That was disruptive. It moved from a traditional telecommunications infrastructure role to a retail service provider.
Smyth says Spark is the only telco that has moved from being an integrated incumbent to a separated business. It's a regulatory change not seen anywhere else in the world.
That change meant reimagining the entire enterprise. It was a management challenge on a scale not seen before in New Zealand. The numbers tell the story and act as a scorecard.
Between 2012 and 2017 the organisation's revenue dropped by a billion dollars. Yet over the same period the EBITDA (Earnings before interest, taxes, depreciation and amortization) remained stable.
The company's net earnings increased by $100 million. Its dividend climbed 25 per cent and the share price is up more than 50 per cent.
Smyth says because of the different structure it doesn't make sense to compare Spark with overseas telcos. Yet, from a shareholder return point of view, Spark is among the world's best performers.
She says the revenue decline came as the company lost fixed-line phone customers: "We had to make that up by selling other services, such as cloud computing. It meant we had to change the mix of what we do. But also, we had to take out cost along the way.
"(CEO) Simon Moutter has led comprehensive change in terms of resetting the business across the board," Smyth adds.
"There's been a strategy transformation, a technology transformation and a cultural transformation. It was any one of those things, it was all of them. We've made some bold decisions along the way."
Spark has made a conscious strategic shift away from being a traditional telecommunications company with some international interests.
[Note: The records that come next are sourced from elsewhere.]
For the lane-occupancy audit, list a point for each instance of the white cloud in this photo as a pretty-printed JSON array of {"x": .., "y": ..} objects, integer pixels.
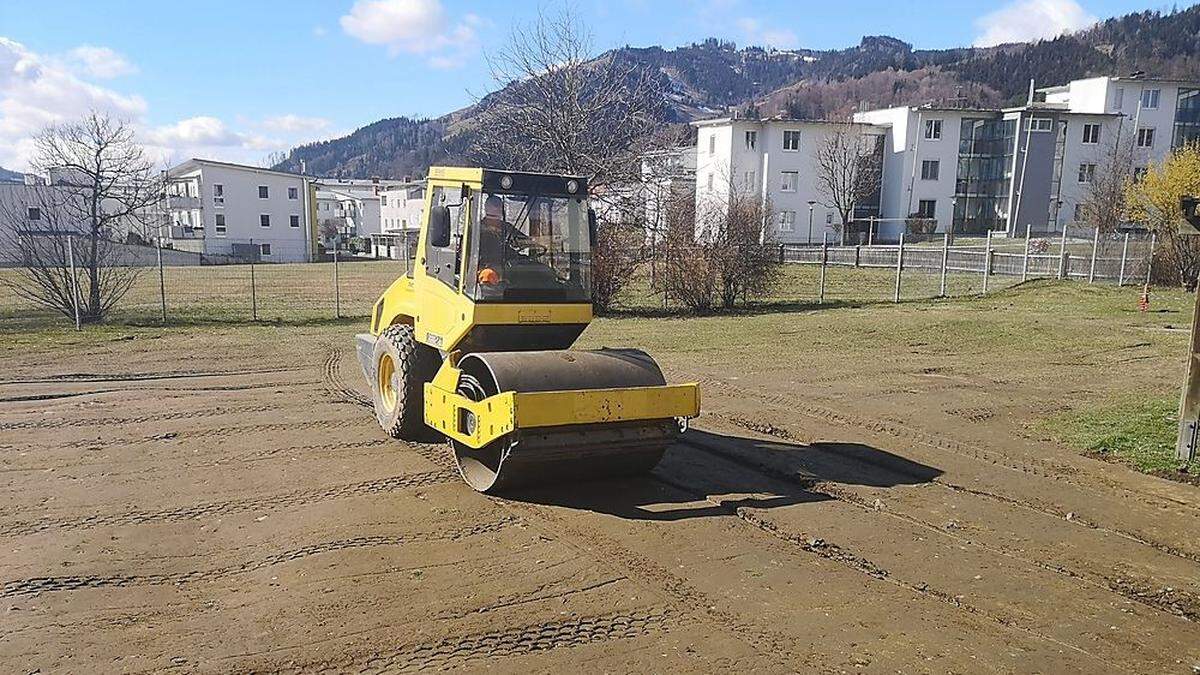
[
  {"x": 36, "y": 91},
  {"x": 754, "y": 33},
  {"x": 100, "y": 61},
  {"x": 295, "y": 124},
  {"x": 1026, "y": 21},
  {"x": 413, "y": 27}
]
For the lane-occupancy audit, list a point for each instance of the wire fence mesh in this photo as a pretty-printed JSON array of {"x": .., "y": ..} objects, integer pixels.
[{"x": 172, "y": 288}]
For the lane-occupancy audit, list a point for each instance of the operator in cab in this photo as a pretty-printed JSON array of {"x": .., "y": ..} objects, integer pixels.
[{"x": 498, "y": 240}]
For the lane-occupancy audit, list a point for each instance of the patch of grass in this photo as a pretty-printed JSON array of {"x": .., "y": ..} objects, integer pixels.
[{"x": 1140, "y": 434}]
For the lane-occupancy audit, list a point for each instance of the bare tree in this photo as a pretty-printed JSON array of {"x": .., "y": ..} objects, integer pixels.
[
  {"x": 1105, "y": 204},
  {"x": 849, "y": 171},
  {"x": 724, "y": 252},
  {"x": 101, "y": 187},
  {"x": 559, "y": 108}
]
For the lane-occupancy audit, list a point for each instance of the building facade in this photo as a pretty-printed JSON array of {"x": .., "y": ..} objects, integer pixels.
[
  {"x": 225, "y": 209},
  {"x": 1029, "y": 168},
  {"x": 777, "y": 160}
]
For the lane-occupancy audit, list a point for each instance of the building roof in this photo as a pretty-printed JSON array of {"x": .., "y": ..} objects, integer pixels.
[
  {"x": 187, "y": 165},
  {"x": 781, "y": 119}
]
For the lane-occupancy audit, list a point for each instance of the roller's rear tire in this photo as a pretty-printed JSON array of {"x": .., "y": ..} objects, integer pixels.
[{"x": 402, "y": 366}]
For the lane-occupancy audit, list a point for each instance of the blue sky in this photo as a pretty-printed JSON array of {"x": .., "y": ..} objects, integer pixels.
[{"x": 238, "y": 79}]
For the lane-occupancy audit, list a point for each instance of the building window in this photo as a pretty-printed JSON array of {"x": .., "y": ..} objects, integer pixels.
[
  {"x": 787, "y": 180},
  {"x": 787, "y": 221},
  {"x": 1041, "y": 124},
  {"x": 929, "y": 169}
]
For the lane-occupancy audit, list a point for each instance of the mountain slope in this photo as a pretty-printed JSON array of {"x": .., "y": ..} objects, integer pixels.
[{"x": 714, "y": 77}]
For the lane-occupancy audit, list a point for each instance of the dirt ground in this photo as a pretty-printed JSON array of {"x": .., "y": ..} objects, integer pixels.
[{"x": 221, "y": 500}]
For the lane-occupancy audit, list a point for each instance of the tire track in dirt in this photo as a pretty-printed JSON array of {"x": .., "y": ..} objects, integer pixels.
[
  {"x": 1025, "y": 505},
  {"x": 144, "y": 376},
  {"x": 336, "y": 387},
  {"x": 58, "y": 395},
  {"x": 36, "y": 585},
  {"x": 196, "y": 512},
  {"x": 904, "y": 432},
  {"x": 691, "y": 601},
  {"x": 216, "y": 432},
  {"x": 857, "y": 562},
  {"x": 471, "y": 650},
  {"x": 187, "y": 461},
  {"x": 1170, "y": 601},
  {"x": 39, "y": 424}
]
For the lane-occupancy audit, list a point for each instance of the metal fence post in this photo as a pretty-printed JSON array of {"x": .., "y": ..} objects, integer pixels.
[
  {"x": 75, "y": 281},
  {"x": 899, "y": 266},
  {"x": 1025, "y": 261},
  {"x": 946, "y": 260},
  {"x": 1096, "y": 245},
  {"x": 1125, "y": 252},
  {"x": 1150, "y": 261},
  {"x": 337, "y": 292},
  {"x": 1062, "y": 254},
  {"x": 162, "y": 280},
  {"x": 825, "y": 263},
  {"x": 987, "y": 262},
  {"x": 253, "y": 290}
]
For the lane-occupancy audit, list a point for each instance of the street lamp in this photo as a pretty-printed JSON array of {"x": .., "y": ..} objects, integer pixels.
[{"x": 811, "y": 202}]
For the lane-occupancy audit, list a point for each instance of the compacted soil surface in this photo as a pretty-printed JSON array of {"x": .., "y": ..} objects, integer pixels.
[{"x": 222, "y": 500}]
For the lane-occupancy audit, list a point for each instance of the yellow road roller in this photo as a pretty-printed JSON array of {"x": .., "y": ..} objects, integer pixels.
[{"x": 473, "y": 341}]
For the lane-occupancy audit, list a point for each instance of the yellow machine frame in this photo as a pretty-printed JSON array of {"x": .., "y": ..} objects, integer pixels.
[{"x": 442, "y": 316}]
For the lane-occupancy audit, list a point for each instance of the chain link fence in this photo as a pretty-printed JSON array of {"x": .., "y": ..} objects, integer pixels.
[{"x": 178, "y": 287}]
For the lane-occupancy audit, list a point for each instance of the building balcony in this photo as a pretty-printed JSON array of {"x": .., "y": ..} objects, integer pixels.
[
  {"x": 180, "y": 202},
  {"x": 178, "y": 232}
]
Today it is a New Zealand-focused digital services company.
Along the way came that name change and the investment in what it sees as future growth business such as the cloud, data analytics and online television.
A less visible move was the way it re-orientated the business towards mobile communications.
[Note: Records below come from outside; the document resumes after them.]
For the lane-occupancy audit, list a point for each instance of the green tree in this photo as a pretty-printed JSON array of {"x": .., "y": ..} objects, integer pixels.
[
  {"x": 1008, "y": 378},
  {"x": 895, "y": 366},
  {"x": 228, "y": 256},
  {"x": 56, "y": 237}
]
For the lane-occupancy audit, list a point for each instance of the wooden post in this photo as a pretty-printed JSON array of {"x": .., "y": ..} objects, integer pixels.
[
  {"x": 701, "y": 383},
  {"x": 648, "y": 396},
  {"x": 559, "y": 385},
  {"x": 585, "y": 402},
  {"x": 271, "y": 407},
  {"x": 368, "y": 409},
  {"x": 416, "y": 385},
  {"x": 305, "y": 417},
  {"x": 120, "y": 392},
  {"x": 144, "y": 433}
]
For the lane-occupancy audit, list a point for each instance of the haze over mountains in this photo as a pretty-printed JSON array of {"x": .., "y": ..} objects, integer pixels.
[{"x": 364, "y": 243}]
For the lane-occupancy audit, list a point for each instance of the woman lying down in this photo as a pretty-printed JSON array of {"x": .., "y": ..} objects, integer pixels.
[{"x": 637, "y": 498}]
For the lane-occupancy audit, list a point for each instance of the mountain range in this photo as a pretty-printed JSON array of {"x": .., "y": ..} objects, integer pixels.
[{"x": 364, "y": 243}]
Smyth says the company invested significant sums in spectrum and mobile network assets: a total of around $700m over that time.
Spark's signature move was to outbid rival Vodafone for the last slice of the important 700 MHz spectrum that became available during the auction of frequencies after the analogue television service switched to digital transmission. The 700 MHz spectrum band is particularly useful for delivering wireless data.
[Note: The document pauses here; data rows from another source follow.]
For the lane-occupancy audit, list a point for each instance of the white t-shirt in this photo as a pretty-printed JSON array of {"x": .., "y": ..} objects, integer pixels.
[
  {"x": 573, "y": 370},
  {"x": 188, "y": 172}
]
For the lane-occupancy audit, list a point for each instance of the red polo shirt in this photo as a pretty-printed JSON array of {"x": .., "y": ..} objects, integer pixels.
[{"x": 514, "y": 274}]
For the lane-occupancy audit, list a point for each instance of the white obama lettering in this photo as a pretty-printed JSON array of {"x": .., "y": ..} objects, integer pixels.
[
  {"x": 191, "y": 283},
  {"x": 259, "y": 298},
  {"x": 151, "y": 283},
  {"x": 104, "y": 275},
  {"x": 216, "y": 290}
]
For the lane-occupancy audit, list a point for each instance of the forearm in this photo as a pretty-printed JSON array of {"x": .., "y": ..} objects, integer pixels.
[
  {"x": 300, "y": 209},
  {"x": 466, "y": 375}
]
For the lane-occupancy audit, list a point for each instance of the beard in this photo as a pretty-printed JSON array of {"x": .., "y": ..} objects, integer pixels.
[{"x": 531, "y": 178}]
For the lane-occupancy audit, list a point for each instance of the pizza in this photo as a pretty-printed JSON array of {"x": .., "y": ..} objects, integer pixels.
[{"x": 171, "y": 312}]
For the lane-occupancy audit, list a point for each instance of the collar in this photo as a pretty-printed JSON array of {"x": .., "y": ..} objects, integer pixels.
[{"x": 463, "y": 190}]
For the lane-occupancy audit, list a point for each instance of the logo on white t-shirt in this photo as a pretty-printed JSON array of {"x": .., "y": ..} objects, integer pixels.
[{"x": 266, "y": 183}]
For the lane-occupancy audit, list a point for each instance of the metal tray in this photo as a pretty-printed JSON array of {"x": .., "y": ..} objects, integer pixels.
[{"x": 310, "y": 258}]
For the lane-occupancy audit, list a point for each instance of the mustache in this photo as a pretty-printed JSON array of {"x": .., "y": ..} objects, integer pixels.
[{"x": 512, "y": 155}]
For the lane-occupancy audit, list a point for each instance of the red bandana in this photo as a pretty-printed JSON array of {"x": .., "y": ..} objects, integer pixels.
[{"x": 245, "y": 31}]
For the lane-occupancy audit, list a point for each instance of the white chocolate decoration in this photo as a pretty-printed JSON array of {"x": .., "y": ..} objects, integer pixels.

Spark paid $158m to take the largest share of the spectrum. There was also a major investment in building mobile towers to use the extra capacity gained from more spectrum.
Smyth says: "It was important for us to become market leader in terms of mobile. It also gave us the capacity to allow us to do what we want to do with mobile. It helped pave the way for our wireless proposition".
In the past 18 months Spark has moved around 100,000 customers from the copper network to fixed wireless broadband services.
Alongside these investments, it has focused on reducing the cost of serving customers.
This meant upgrading all the IT systems to improve the way it delivers digital services.
To make this happen Moutter had to change the company. It went from what Smyth describes as a "slow, defensive culture to one more centred on the customer and focused on winning."
Though this is already showing up in the company's financial performance, Smyth says the transformation work so far has been about making the business match-fit. "You don't get this transformation unless you have a skilled leader at the top."
Though technology and business change is a given, there's also pressure from customers. Their expectations and behaviour is moving at least as fast.
"It's exponential. We know that every two years data consumption doubles, that's down to customer demand, but telecommunications revenues stay flat."
There's also a change in how customers want to interact with the business. Spark uses automation and other technologies to put more power in the hands of customers.
"That's what they want," Smyth explains.
"Customers want to do more things for themselves. They don't want to rely on talking to people to get them to do things for them."
The customer experience has moved centre-stage.
"No business is going to survive if it doesn't keep pace and understand how customers want to interact and what they want," Smyth says. "It's vital to stay relevant."
When it comes to staying relevant Spark faces a challenge its rivals and other large local technology-centred business do not. It is New Zealand-based, there's no overseas head office.
It's important for the company to stay connected to global trends and developments.
Smyth says: "We do that through the board and management having global connections.
One director, Paul Berryman, is Chief Technology Officer of PCCW in Hong Kong. He is on the board of the organisation setting the standards for 5G mobile.
"Spark's management liaises with companies like (US telecoms giant) Verizon to tap into their ideas. We've formed international partnerships with the likes of Spotify, which gives us an ability to learn and share information.
"We're not disconnected from what's happening globally."